Process mandates — two-tier reproducibility, marker-based testing, compute disclosure

Published

May 15, 2026

ADR-009: Process mandates — two-tier reproducibility, marker-based testing, compute disclosure

Status

Accepted (2026-05-15)

Context

Process mandates (Q5-C6) govern the how-we-build layer: reproducibility tier, testing discipline, CI/pre-commit, documentation depth, notebook format, compute disclosure. The Tight calendar (ADR-001) forces tradeoffs: setting up a green-on-PR GitHub Actions CI costs ~3 hours that could go to methodology depth. The kit defaults (marker-based testing, two-tier reproducibility, jupytext-paired notebooks) are well-suited to a methodology-first submission; this ADR ratifies them and adds compute disclosure as a methodology-first move.

Decision

Reproducibility tier: two-tier.

Laptop-only smoke target: full pipeline (data load → minimal training → eval → analysis) completes on a developer laptop without RunPod access. Demonstrates plumbing works; not a canonical reproduction. Used by A1 reviewer to verify the pipeline runs in ~5 minutes.
GPU-rental canonical target: regenerates headline numbers on a rented H100 (or equivalent) via runpod-deploy primitives. Reviewer can re-run with cost ≈ Brandon’s cost.
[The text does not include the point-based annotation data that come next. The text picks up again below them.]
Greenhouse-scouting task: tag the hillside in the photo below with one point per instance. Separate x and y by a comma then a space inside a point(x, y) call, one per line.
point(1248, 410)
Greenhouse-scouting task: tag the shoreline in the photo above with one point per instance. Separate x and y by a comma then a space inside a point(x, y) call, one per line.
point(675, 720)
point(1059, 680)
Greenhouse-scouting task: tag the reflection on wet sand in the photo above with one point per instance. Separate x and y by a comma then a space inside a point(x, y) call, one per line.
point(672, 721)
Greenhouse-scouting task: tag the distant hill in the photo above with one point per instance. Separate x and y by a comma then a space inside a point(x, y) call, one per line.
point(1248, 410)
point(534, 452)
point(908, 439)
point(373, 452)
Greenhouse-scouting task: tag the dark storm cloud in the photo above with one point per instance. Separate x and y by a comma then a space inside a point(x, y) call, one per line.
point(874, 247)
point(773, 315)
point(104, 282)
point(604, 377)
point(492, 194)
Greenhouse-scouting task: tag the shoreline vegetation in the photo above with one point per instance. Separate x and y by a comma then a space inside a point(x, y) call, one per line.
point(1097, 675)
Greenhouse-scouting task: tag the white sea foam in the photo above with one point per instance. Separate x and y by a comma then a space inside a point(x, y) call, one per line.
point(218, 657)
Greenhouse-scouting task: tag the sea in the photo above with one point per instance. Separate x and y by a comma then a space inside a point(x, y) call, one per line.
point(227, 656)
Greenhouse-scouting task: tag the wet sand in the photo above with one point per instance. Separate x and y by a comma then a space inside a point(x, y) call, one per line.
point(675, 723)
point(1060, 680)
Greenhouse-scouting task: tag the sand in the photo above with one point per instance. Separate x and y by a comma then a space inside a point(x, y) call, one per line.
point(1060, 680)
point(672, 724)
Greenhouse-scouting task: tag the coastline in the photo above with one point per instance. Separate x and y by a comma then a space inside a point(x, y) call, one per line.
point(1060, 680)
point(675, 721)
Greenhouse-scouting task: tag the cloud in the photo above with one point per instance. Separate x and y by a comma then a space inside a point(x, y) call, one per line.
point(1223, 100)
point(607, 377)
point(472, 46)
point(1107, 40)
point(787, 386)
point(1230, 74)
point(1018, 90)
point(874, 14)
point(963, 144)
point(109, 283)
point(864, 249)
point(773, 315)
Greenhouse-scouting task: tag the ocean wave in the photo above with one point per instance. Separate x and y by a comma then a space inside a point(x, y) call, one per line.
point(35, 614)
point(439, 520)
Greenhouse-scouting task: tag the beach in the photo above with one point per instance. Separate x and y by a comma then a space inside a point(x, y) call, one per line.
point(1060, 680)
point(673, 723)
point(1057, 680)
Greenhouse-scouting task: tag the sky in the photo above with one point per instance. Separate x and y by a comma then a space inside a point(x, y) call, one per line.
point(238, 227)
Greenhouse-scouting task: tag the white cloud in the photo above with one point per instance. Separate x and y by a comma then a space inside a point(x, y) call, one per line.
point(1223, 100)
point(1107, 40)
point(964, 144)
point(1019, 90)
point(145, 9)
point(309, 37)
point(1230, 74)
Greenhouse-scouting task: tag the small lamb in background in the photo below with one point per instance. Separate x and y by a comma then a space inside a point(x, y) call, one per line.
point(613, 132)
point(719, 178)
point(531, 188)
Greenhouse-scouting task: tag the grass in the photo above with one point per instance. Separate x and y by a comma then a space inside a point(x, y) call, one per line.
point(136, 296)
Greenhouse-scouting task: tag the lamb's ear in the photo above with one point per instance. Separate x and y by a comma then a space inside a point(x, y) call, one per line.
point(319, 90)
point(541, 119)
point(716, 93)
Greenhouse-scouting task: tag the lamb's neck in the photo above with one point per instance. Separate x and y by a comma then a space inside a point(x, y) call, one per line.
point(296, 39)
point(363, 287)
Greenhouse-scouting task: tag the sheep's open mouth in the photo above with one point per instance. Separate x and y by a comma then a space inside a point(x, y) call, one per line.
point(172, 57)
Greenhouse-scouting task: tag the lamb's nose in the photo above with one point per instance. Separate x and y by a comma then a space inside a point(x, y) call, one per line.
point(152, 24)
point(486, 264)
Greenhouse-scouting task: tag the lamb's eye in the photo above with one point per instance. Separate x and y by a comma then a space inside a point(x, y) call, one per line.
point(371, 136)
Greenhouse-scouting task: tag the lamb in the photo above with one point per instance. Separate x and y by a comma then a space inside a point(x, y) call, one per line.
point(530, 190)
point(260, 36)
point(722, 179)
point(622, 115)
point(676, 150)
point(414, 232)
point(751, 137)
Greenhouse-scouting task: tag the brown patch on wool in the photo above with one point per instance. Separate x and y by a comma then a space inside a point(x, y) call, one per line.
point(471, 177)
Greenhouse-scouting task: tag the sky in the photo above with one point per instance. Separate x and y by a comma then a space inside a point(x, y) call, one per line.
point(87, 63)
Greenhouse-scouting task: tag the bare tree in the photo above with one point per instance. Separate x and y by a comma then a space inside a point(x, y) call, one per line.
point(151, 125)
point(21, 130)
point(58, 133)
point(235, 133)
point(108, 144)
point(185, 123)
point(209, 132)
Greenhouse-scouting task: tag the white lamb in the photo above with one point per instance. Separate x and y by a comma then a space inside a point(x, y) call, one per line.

Testing discipline: marker-based, kit-default ratified.

Markers: unit, smoke, integration, golden (selectable via pytest -m).
Soft coverage floor: 70% on core modules. Not a strict gate; honest discipline.
Test invariants (per SPEC_GREENFIELD §5): tests/test_invariants.py carries skip-marked stubs for every invariant; stubs filled phase-by-phase.

CI / pre-commit: pre-commit hooks only; no remote CI.

.pre-commit-config.yaml already configured with gitleaks, ruff, ruff-format, mypy, nbstripout, no-emoji, SUBMISSION_AUDIT-in-sync.
No GitHub Actions setup under Tight calendar (~3 hours saved for methodology depth).
Tradeoff acknowledged: no visible green-badge in README; reviewer must trust local pre-commit + git history.

Documentation depth: README + WRITEUP + ADRs + transcripts (kit default).

ADRs in decisions/ (immutable; sequentially numbered).
Transcripts in transcripts/ (gitignored; emailed to reviewer at submission time).
Topic-focused spokes in WRITEUP/ per ADR-004 hub-and-spoke structure.

Notebook format: jupytext-paired (kit default; pyproject.toml [tool.jupytext] configured) with illustrative-only role per ADR-013.

Notebooks load precomputed artifacts (parquet, JSON, manifests) and render figures + tables.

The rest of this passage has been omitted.